Compound Created To Help Reconstruct Myelin in Multiple Sclerosis

News   Sep 06, 2019 | by Laura Elizabeth Lansdowne, Science Writer, Technology Networks

Researchers have created a compound, that when tested in mice, was able to promote the reconstruction of the myelin sheath surrounding neuronal axons. These findings could pave the way to a new treatment for combating demyelinating conditions such as multiple sclerosis (MS). The findings were published in Glia.
“I think we’ll know in about a year if this is the exact right drug to try in human clinical trials,” explained senior study author Larry Sherman, Ph.D., in a recent press release.

“If it’s not, we know from the mouse studies that this approach can work. The question is, can this drug be adapted to bigger human brains?”

What is myelin?

Myelin is a membranous structure that surrounds neuronal axons (the part of the cell responsible for transmitting electrical signals). Myelin lamellae (cellular protrusions) are formed by fusion of the plasma membrane in glial cells. The lamellae repeat radially at a distance of approximately 12 nm along the length of the axon forming a “sheath”.

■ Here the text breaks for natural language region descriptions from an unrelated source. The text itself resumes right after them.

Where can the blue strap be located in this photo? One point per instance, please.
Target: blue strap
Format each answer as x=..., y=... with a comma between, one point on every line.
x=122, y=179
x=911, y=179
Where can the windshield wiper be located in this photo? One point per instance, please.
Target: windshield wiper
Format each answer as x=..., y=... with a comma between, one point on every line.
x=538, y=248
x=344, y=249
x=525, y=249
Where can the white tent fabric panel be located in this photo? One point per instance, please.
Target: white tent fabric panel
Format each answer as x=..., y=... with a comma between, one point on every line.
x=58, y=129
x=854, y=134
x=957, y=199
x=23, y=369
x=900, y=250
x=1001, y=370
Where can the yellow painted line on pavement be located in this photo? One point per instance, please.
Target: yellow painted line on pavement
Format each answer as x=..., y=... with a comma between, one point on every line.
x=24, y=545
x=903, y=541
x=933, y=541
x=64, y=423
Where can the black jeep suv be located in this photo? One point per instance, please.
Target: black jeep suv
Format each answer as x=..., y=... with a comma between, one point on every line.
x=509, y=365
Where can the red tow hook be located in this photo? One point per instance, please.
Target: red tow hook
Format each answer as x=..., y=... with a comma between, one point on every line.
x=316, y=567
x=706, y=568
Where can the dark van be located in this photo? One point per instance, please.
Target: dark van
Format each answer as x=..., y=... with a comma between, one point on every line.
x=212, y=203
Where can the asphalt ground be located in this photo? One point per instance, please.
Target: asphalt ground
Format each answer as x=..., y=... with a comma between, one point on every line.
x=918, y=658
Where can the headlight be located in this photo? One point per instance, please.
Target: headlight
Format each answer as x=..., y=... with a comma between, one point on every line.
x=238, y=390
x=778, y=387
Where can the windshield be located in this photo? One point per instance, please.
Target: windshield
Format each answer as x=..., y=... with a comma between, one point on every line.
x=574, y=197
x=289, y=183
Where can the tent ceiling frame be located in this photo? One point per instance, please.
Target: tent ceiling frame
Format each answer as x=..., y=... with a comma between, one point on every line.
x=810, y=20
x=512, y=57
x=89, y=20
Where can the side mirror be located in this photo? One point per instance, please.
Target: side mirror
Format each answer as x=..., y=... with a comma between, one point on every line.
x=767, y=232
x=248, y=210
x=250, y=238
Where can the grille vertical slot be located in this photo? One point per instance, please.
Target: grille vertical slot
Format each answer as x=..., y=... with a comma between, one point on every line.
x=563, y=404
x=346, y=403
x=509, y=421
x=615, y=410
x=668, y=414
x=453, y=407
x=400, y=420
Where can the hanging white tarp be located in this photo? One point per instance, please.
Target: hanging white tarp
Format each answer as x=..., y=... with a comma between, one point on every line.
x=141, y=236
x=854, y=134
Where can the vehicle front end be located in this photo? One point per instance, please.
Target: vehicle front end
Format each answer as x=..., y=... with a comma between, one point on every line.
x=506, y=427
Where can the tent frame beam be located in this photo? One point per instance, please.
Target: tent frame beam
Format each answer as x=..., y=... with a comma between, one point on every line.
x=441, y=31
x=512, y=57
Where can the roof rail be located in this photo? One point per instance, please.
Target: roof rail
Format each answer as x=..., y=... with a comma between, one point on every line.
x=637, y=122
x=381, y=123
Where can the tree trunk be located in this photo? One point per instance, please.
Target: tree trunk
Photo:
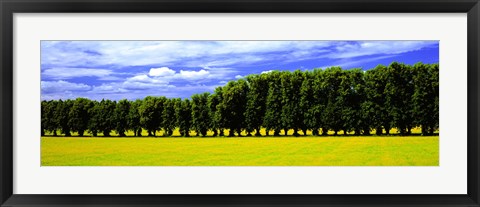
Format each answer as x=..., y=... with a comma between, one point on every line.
x=379, y=131
x=257, y=132
x=276, y=132
x=295, y=132
x=366, y=131
x=357, y=132
x=324, y=131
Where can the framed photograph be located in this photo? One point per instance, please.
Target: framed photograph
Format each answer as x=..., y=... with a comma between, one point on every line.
x=239, y=103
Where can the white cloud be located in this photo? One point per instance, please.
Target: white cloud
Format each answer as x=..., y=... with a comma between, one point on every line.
x=62, y=86
x=193, y=75
x=68, y=73
x=357, y=49
x=163, y=71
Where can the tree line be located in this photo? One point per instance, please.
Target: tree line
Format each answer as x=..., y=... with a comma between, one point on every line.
x=396, y=96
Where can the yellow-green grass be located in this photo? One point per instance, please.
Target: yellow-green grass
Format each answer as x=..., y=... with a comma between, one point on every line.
x=251, y=151
x=176, y=133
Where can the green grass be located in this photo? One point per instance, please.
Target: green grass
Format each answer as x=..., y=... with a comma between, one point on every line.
x=266, y=151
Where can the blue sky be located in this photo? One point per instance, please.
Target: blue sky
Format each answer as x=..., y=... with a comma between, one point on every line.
x=134, y=69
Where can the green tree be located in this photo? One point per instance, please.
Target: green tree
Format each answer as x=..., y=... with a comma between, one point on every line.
x=49, y=121
x=168, y=116
x=220, y=112
x=292, y=115
x=332, y=115
x=425, y=97
x=183, y=112
x=151, y=114
x=200, y=113
x=256, y=102
x=213, y=102
x=375, y=108
x=95, y=118
x=120, y=114
x=273, y=106
x=79, y=115
x=235, y=100
x=399, y=91
x=134, y=118
x=62, y=116
x=105, y=116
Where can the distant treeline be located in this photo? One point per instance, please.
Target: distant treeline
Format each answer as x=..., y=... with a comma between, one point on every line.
x=396, y=96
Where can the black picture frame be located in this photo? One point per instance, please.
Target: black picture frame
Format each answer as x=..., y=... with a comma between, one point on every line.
x=9, y=7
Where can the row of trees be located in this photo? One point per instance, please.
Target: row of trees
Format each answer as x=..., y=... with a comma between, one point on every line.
x=396, y=96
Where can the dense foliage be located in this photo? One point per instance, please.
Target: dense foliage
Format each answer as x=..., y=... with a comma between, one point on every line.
x=355, y=101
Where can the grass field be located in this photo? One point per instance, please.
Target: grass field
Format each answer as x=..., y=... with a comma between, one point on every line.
x=281, y=151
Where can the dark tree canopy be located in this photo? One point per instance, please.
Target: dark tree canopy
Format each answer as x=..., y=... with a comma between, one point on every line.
x=354, y=101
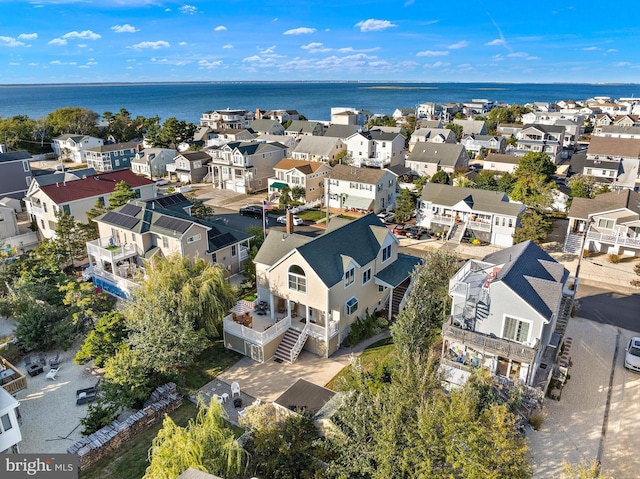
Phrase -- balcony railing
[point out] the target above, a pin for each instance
(485, 343)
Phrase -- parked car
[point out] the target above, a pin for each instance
(251, 210)
(400, 229)
(296, 220)
(417, 232)
(387, 218)
(632, 355)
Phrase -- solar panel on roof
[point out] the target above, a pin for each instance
(120, 219)
(172, 224)
(130, 210)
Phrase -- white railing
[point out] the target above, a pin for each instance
(616, 239)
(108, 249)
(257, 337)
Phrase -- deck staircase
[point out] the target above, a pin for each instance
(572, 243)
(291, 345)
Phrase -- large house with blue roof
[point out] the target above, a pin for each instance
(508, 315)
(310, 290)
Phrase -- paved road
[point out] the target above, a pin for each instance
(608, 307)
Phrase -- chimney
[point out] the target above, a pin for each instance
(289, 222)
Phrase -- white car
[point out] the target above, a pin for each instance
(632, 355)
(296, 220)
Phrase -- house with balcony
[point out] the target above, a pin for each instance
(360, 189)
(509, 314)
(375, 148)
(78, 196)
(309, 175)
(72, 147)
(542, 138)
(139, 231)
(227, 119)
(112, 157)
(245, 167)
(426, 159)
(468, 212)
(608, 223)
(15, 173)
(152, 162)
(190, 167)
(310, 290)
(318, 148)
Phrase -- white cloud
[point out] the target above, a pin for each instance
(496, 42)
(10, 42)
(431, 53)
(153, 45)
(299, 31)
(58, 41)
(373, 25)
(460, 44)
(188, 9)
(207, 64)
(126, 28)
(84, 35)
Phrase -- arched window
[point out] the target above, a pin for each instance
(297, 279)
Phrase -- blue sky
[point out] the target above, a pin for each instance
(71, 41)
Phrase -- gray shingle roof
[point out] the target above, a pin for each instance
(478, 200)
(532, 274)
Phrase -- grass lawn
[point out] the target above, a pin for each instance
(377, 353)
(208, 366)
(130, 461)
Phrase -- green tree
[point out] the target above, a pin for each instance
(534, 227)
(440, 176)
(104, 340)
(207, 444)
(456, 129)
(537, 163)
(122, 194)
(420, 322)
(405, 204)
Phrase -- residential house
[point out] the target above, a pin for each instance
(112, 157)
(10, 435)
(306, 174)
(152, 162)
(227, 119)
(486, 215)
(245, 167)
(267, 127)
(15, 173)
(318, 148)
(608, 223)
(484, 143)
(542, 138)
(301, 128)
(428, 158)
(625, 151)
(78, 196)
(73, 147)
(432, 135)
(508, 315)
(504, 163)
(375, 148)
(190, 167)
(158, 227)
(361, 189)
(314, 288)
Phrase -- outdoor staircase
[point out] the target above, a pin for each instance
(572, 243)
(291, 345)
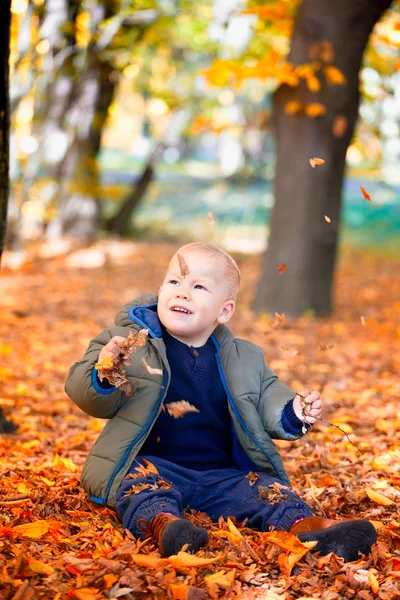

Distribution of myelin along an axon. Credit: Pixabay

Myelin is formed by different glial cell types depending on location. In the central nervous system (CNS) myelin is formed by oligodendrocytes, and in the peripheral nervous system (PNS) by Schwann cells.

Demyelination in MS

MS is an inflammatory condition that involves the loss of myelin (demyelination) around axons, disrupting the ability of the nerves to conduct electrical impulses. Only nerves in the CNS are affected by MS. The regions of the CNS where myelin is lost are referred to as “lesions” and appear as hardened scars. The translation of “multiple sclerosis” literally means “many scars”.

Hyaluronic acid and multiple sclerosis

The team had previously discovered a molecule called hyaluronic acid (HA) that accumulates in the brains of MS patients. This accumulation of HA inhibits the maturation of oligodendrocytes. Further studies revealed that HA is broken down into small fragments in MS lesions by hyaluronidases. These fragments act as a signal to immature oligodendrocytes not to “activate” their myelin-producing genes.

The team set out to explore whether it was possible to block the hyaluronidase activity to promote remyelination.

In the most recent study, the teamreport that the compound S3 (a modified flavonoid) is able to reverse the effects of HA, leading to the remyelination of axons in mice.

“It’s not only showing that the myelin is coming back, but it’s causing the axons to fire at a much higher speed,” says Sherman. “That’s exactly what you want functionally.”

The team are now beginning to apply the compound to a rare population of macaque monkeys with a multiple sclerosis-like disease known as Japanese macaque encephalomyelitis.